19 March 2008

The Economy of Free

I was reading the Wired mazine, more precisily an article called Free! Why $0.00 Is the Future of Business, which explains why is possible to "sell" things for free (from razor blades to flight tickets) and I came across a very interesting example from Brazil:

On a busy corner in São Paulo, Brazil, street vendors pitch the latest "tecnobrega" CDs, including one by a hot band called Banda Calypso. Like CDs from most street vendors, these did not come from a record label. But neither are they illicit. They came directly from the band. Calypso distributes masters of its CDs and CD liner art to street vendor networks in towns it plans to tour, with full agreement that the vendors will copy the CDs, sell them, and keep all the money. That's OK, because selling discs isn't Calypso's main source of income. The band is really in the performance business — and business is good. Traveling from town to town this way, preceded by a wave of supercheap CDs, Calypso has filled its shows and paid for a private jet.

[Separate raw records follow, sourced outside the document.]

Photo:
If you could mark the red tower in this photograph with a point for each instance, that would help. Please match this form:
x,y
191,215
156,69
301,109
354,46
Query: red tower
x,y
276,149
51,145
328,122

I wasn't aware of that, this is really smart. You can't stop piracy, so rely on it. Free sample is an old marketing trick, but the way Wired is discribing, it will come soon a kind of free sample 2.0 wave.

By the way, Wired is totally for free to read on the internet. And I remember when I made a subscription and cancelled secounds after - because the fine print said that price was not for people in Latin America -, they sent me anyway one Wired issue. The result? Everytime I come across a paperstand, I ask "is there a magazine called Wired?" (which I usually hear "What?" in answer).